11 Or, mon père vous a imposé un joug pesant, mais moi, je rendrai votre joug plus pesant encore. Mon père vous a châtiés avec des fouets, mais moi, je vous châtierai avec des fouets garnis de pointes.
12 Trois jours après, Jéroboam avec tout le peuple vint vers Roboam, suivant ce que le roi avait dit: Revenez vers moi dans trois jours.
13 Mais le roi leur répondit rudement, et le roi Roboam ne suivit point le conseil des vieillards;
14 Il leur parla suivant le conseil des jeunes gens, et leur dit: Mon père a mis sur vous un joug pesant; mais moi, j'y ajouterai encore.
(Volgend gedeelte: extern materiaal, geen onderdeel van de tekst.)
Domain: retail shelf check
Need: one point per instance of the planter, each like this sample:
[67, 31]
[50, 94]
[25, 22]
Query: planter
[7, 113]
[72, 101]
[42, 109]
Mon père vous a châtiés avec des fouets; mais moi, je vous châtierai avec des fouets garnis de pointes.
15 Le roi n'écouta donc point le peuple; car cela était dispensé de la part de Dieu, afin que l'Éternel ratifiât sa Parole qu'il avait prononcée par Achija, le Silonite, à Jéroboam, fils de Nébat.
16 Et quand tout Israël vit que le roi ne les écoutait point, le peuple répondit au roi, en disant: Quelle part avons-nous avec David? Nous n'avons point d'héritage avec le fils d'Isaï. Israël, chacun à ses tentes! Maintenant, David, pourvois à ta maison. Ainsi tout Israël s'en alla dans ses tentes.
17 Mais quant aux enfants d'Israël qui habitaient les villes de Juda, Roboam régna sur eux.
18 Alors le roi Roboam envoya Hadoram, qui était préposé aux impôts; mais les enfants d'Israël l'assommèrent à coups de pierres, et il mourut. Et le roi Roboam se hâta de monter sur un char pour s'enfuir à Jérusalem.
19 C'est ainsi qu'Israël s'est rebellé contre la maison de David, jusqu'à ce jour.